HA – Já falei sobre o ensino básico, onde a situação é muito preocupante. É necessário uma política para a formação de professores onde seja contemplado também o conteúdo de matemática, bem como o estabelecimento de parâmetros curriculares, os quais devem ter a participação dos profissionais da área. Em relação à graduação, as principais universidades brasileiras oferecem ensino de qualidade nos cursos de licenciatura em matemática, bacharelado em matemática e demais cursos que utilizam a matemática e aplicações. Existem, entretanto, mais de 500 cursos universitários de matemática sendo oferecidos, cujo nível de qualidade tem grande espaço para ser melhorado.

JP – Que análise o senhor faz do ensino da matemática em outros países, comparativamente com o Brasil?

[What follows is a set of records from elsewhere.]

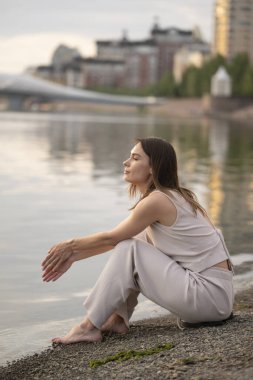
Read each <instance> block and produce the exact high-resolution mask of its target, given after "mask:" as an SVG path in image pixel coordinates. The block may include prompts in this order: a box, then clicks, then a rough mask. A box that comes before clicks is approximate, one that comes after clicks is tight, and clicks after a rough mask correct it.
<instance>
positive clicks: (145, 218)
mask: <svg viewBox="0 0 253 380" xmlns="http://www.w3.org/2000/svg"><path fill="white" fill-rule="evenodd" d="M164 205H166V206H167V207H168V205H169V202H166V203H165V200H164V199H163V197H161V196H160V195H159V194H155V193H154V194H152V196H148V197H146V198H145V199H143V200H142V201H141V202H140V203H139V204H138V205H137V206H136V207H135V209H134V210H132V212H131V214H130V215H129V217H128V218H126V219H125V220H124V221H122V222H121V223H120V224H119V225H118V226H117V227H115V228H114V229H112V230H111V231H107V232H99V233H96V234H93V235H89V236H86V237H81V238H75V239H73V240H68V241H64V242H61V243H58V244H56V245H55V246H53V247H52V248H51V249H50V250H49V252H48V255H47V257H46V258H45V260H44V261H43V263H42V268H43V272H44V273H43V280H44V281H51V280H53V281H55V280H57V279H58V278H59V277H60V276H61V275H62V274H63V273H65V272H66V271H67V270H68V269H69V268H70V266H71V265H72V264H73V262H75V261H78V260H82V259H86V258H88V257H91V256H94V255H97V254H100V253H103V252H106V251H109V250H110V249H112V248H113V247H114V246H115V245H117V244H118V243H119V242H120V241H122V240H126V239H129V238H131V237H133V236H135V235H137V234H138V233H140V232H141V231H143V230H144V229H145V228H146V227H147V226H149V225H150V224H152V223H154V222H155V221H157V220H159V219H160V217H161V215H162V214H163V213H164V210H165V208H166V207H164Z"/></svg>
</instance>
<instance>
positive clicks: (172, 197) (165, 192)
mask: <svg viewBox="0 0 253 380" xmlns="http://www.w3.org/2000/svg"><path fill="white" fill-rule="evenodd" d="M173 193H174V192H173ZM173 193H172V192H171V191H168V190H154V191H152V192H151V193H150V194H149V195H148V197H147V198H149V202H150V203H151V202H152V203H154V204H156V206H157V207H159V205H160V206H161V207H162V208H163V207H166V208H167V209H168V207H169V208H172V207H173V208H174V207H175V202H174V200H175V198H176V196H174V194H173Z"/></svg>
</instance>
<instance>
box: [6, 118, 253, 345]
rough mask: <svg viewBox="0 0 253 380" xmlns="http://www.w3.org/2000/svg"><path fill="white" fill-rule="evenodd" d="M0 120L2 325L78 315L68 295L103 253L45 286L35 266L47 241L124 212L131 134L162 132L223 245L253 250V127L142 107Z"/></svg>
mask: <svg viewBox="0 0 253 380" xmlns="http://www.w3.org/2000/svg"><path fill="white" fill-rule="evenodd" d="M0 121H1V123H0V139H1V150H0V208H1V213H0V223H1V230H0V250H1V267H0V287H1V299H0V301H1V305H2V310H1V311H0V322H2V326H3V327H5V328H6V329H12V327H13V326H15V327H16V328H17V327H19V326H23V328H24V331H25V329H26V328H27V325H29V324H33V325H36V324H38V323H43V324H44V323H47V321H52V320H55V321H56V320H61V319H62V318H63V316H64V318H66V319H67V318H69V319H71V318H76V317H77V315H78V314H80V313H81V311H80V303H77V302H76V301H77V298H78V297H73V294H85V292H87V290H88V289H89V288H91V287H92V286H93V284H94V282H95V280H96V278H97V276H98V274H99V272H100V271H101V269H102V267H103V265H104V263H105V261H106V260H107V257H108V256H105V257H104V256H101V257H100V256H99V257H97V258H96V259H89V260H87V261H85V263H80V265H79V266H77V267H76V268H73V270H72V272H71V273H70V274H69V275H68V274H67V275H66V277H65V279H64V281H62V282H59V283H55V284H54V285H53V286H51V285H50V286H48V287H45V284H43V283H42V282H41V281H40V267H39V264H40V261H41V258H42V257H43V256H44V254H45V252H46V251H47V249H48V247H49V246H50V245H52V243H54V242H55V241H58V240H60V239H64V238H68V237H72V236H80V235H82V234H87V233H92V232H95V231H98V230H103V229H106V228H108V226H110V227H113V226H114V225H115V224H116V223H118V222H119V221H120V220H121V219H122V218H124V217H125V216H126V215H127V209H128V207H129V201H128V199H127V196H126V185H125V184H124V183H123V182H122V162H123V160H125V159H126V158H127V157H128V155H129V151H130V149H131V148H132V146H133V143H134V140H135V139H136V137H146V136H157V137H162V138H165V139H167V140H169V141H170V142H171V143H172V144H173V145H174V147H175V149H176V151H177V153H178V159H179V168H180V178H181V183H182V184H183V185H185V186H188V187H189V188H191V189H193V190H194V191H195V192H196V193H197V194H198V196H199V198H200V200H201V202H202V203H203V204H204V206H205V207H206V208H207V210H208V212H209V214H210V216H211V218H212V219H213V221H214V222H215V223H216V224H217V225H218V226H220V227H221V228H222V230H223V232H224V235H225V238H226V242H227V245H228V248H229V249H230V251H231V253H232V254H234V255H237V254H239V253H252V252H253V249H252V242H253V237H252V220H253V218H252V214H253V173H252V167H253V149H252V147H253V129H251V128H249V127H247V126H238V125H235V124H231V123H229V122H227V121H218V120H212V121H210V120H202V121H201V122H196V121H192V120H185V121H182V120H181V121H180V120H167V121H166V120H160V119H158V118H154V117H151V116H149V115H144V116H125V117H123V116H122V117H121V116H119V115H117V116H113V115H111V116H103V115H49V114H48V115H40V114H37V115H36V114H0ZM13 263H15V265H14V264H13ZM238 281H239V280H238ZM240 281H241V280H240ZM17 284H18V286H17ZM27 300H31V301H33V302H27ZM51 301H52V302H51ZM41 305H44V306H43V308H42V307H41ZM45 305H47V306H45ZM49 305H50V306H49ZM8 331H9V330H8ZM11 331H12V330H11ZM44 338H45V336H44V337H43V339H44Z"/></svg>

HA – Todos os países tem carências sérias no ensino da matemática e, mais geralmente, das ciências. Nos países em desenvolvimento muitas vezes as dificuldades próprias do aprendizado se juntam a problemas socioeconômicos. Mas, de fato, o problema do ensino da matemática atinge igualmente os países mais desenvolvidos. Alguns deles, como é o caso dos Estados Unidos, compensam as deficiências de formação dos seus próprios alunos através de incentivos para atrair alunos talentosos de outros países. Na Europa, onde a situação ainda é relativamente melhor, também tem vindo a constatar um agravamento progressivo do problema. A matemática é uma ciência de natureza diferenciada quando comparada com as demais ciências, sendo universal na forma de ser elaborada, sistematizada, aprendida, ensinada, aplicada e divulgada. Hoje é classificada como ciência exata mas já foi classificada como ciência humana. Portanto, os problemas e desafios da matemática são muito semelhantes em qualquer parte do nosso país e no mundo.